News in brief

Police investigate broken windows

DALLAS — Several Dallas businesses have had their windows smashed with rocks or other objects in recent days.

Dallas police officers are investigating whether the incidents are connected, said Dallas Police Lt. Jerry Mott.

Four incidents were reported on Dec. 29 at locations throughout town.

La Herradura on Main and Washington streets reported a pumpkin tossed through the window, while H2O said a bench taken from Forest River was thrown into the front store window, according to Dallas’ daily police log.

More broken windows were reported on Jan. 3.

This time, the unknown suspect or suspects used a rock and brick to smash windows at businesses in Monmouth Cutoff Road and on Southeast Uglow and Lyle streets, the daily police log said.

SMART needs more Dallas readers

DALLAS — The Start Making a Reader Today (SMART) program needs more volunteer readers at Lyle and Oakdale Heights Elementary Schools in Dallas.

Volunteers read one-on-one with children in kindergarten through third grade for at least one hour per week. Training is provided for volunteers.

The program runs during school hours from October to May. Volunteers must v one hour per week, but can spend more time reading with children.

Apply at or call 503-391-8423.

New pastor at Methodist, Presbyterian

MONMOUTH — Methodist and Presbyterian United welcomed a new pastor, Rev. David Pritchard, on Sunday. The church is at 412 Clay St. W., in Monmouth.

Pritchard comes to the Independence-Monmouth community from Astoria, and most recently pastored a church in Kalama, Wash.

He brings to the church an interest in violin, working with students of all ages and abilities. He also enjoys woodworking projects, from violin repair to boats and cabinetry. He lists apprenticeship in a German commercial fixture shop in his earlier life activities.

Livestock association to meet for dinner

POLK COUNTY — The Polk County Livestock Association will host its annual meeting at 6 p.m. on Jan. 27 at the Polk County Fairgrounds and Event Center, Arts and Crafts building. RSVP is requested by Saturday.

The association sponsors educational seminars and workshops and the breed award at the county fair for each specie. The Market Program is a committee within the PCLA that does the weigh ins and puts on the Youth Market Auction at the County Fair.

Membership in the association is $20 annually. Dinner at the annual meeting will be catered for $20 per person.

For more information or to RSVP: Pat Letsch, 503-507-9017.

Indy PD nabs five for driving under influence

INDEPENDENCE — In December 2017, the Independence Police Department made five arrests for driving under the influence of intoxicants.

Three of five arrests were for alcohol consumption. A significant amount of methamphetamine was found during one of the DUII traffic stops.

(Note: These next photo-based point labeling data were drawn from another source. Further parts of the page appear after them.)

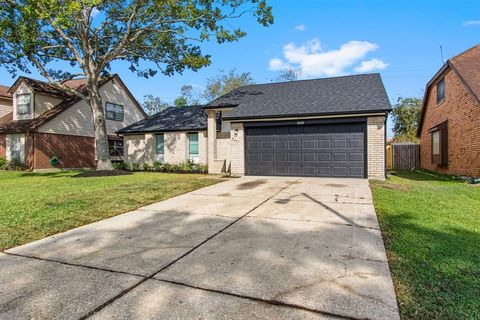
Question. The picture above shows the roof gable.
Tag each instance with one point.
(466, 66)
(338, 95)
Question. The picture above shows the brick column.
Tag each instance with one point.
(212, 140)
(376, 147)
(237, 139)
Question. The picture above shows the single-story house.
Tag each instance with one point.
(449, 129)
(331, 127)
(174, 135)
(40, 122)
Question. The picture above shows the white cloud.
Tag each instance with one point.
(371, 65)
(300, 27)
(471, 23)
(313, 61)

Forty-nine DUII arrests were made by the Independence Police Department in 2017. Independence officers observed an increase in “Poly” DUIIs, according to a press release from the IPD. A “Poly” DUII is when a motorist has both alcohol and controlled substances (usually marijuana) in their bloodstream. While the blood-alcohol content for alcohol may be below the Oregon legal limit of .08 percent, if the motorist displays signs of intoxication, he or she can still be arrested for DUII, the release stated.

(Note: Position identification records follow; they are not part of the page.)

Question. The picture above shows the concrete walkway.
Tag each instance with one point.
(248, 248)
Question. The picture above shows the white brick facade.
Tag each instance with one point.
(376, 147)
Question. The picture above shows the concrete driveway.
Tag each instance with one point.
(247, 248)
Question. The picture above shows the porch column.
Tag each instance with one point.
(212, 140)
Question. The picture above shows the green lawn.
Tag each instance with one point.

The Independence Police Department will continue high visibility traffic patrol in January to seek motorists under the influence of alcohol and drugs. This in partnership with funding provided by Oregon Impact and the National Highway Traffic Safety Administration. The goal is to reduce the number DUII-related motor vehicle deaths and injuries.

SALT recruiting adults of all ages

POLK COUNTY — The Sheriff’s Auxiliary and Law Enforcement program (SALT) is accepting applications for membership.

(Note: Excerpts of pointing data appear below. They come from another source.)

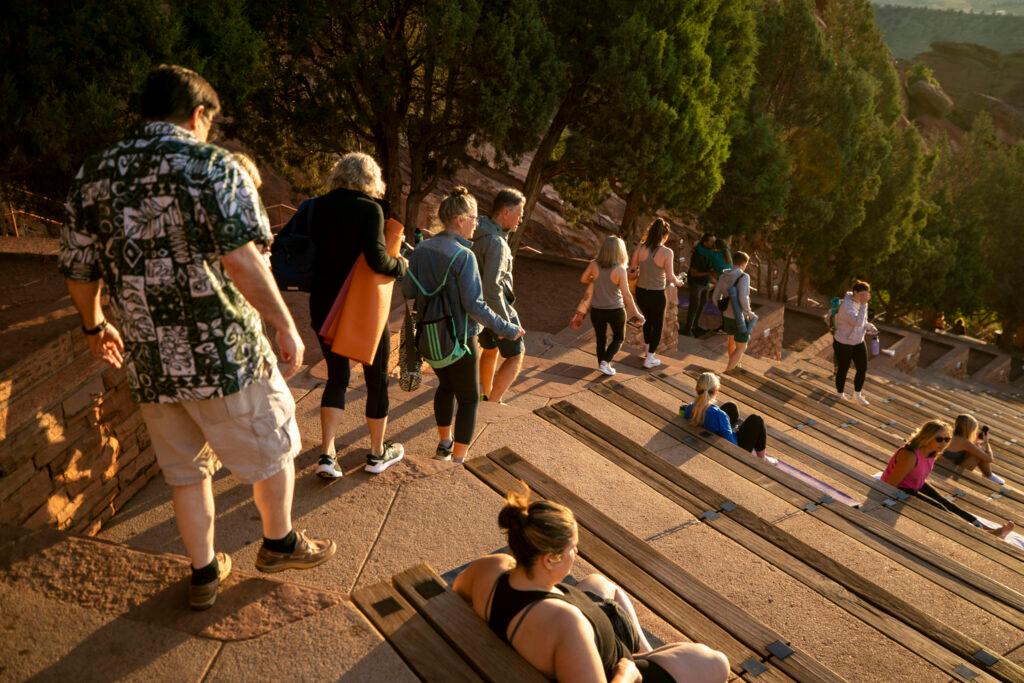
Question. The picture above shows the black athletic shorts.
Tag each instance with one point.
(507, 347)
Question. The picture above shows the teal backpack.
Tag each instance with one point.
(436, 337)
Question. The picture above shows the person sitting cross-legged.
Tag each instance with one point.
(750, 435)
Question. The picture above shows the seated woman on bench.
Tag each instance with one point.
(751, 435)
(971, 450)
(588, 632)
(910, 465)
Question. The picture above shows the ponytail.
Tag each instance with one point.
(707, 387)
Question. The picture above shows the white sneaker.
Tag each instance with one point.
(392, 454)
(328, 468)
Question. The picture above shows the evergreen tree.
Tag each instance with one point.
(428, 77)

The SALT team is designed to bring a partnership of shared values between the community and the Polk County Sheriff’s Office.

Through the program, interested citizens can become involved in the various functions of the sheriff’s office. Members do not carry firearms, nor do they have enforcement authority such as regular officers do. They may provide support in areas such as: office, records, fingerprinting, court scanning, county parks patrol, graffiti monitoring, handicapped parking patrol, traffic control, serving civil documents, house checks, abandoned vehicle towing, and highway radar.

The program was initially developed as a program for senior citizens to be involved in their community. Since then, it has been expanded to consider anyone 21 years of age and older with a valid Oregon driver’s license and the ability to pass a background check.

Members of SALT are strictly volunteers and receive no financial compensation from Polk County for their service. A SALT Academy is run in the spring. The academy runs mostly in the evenings for two weeks.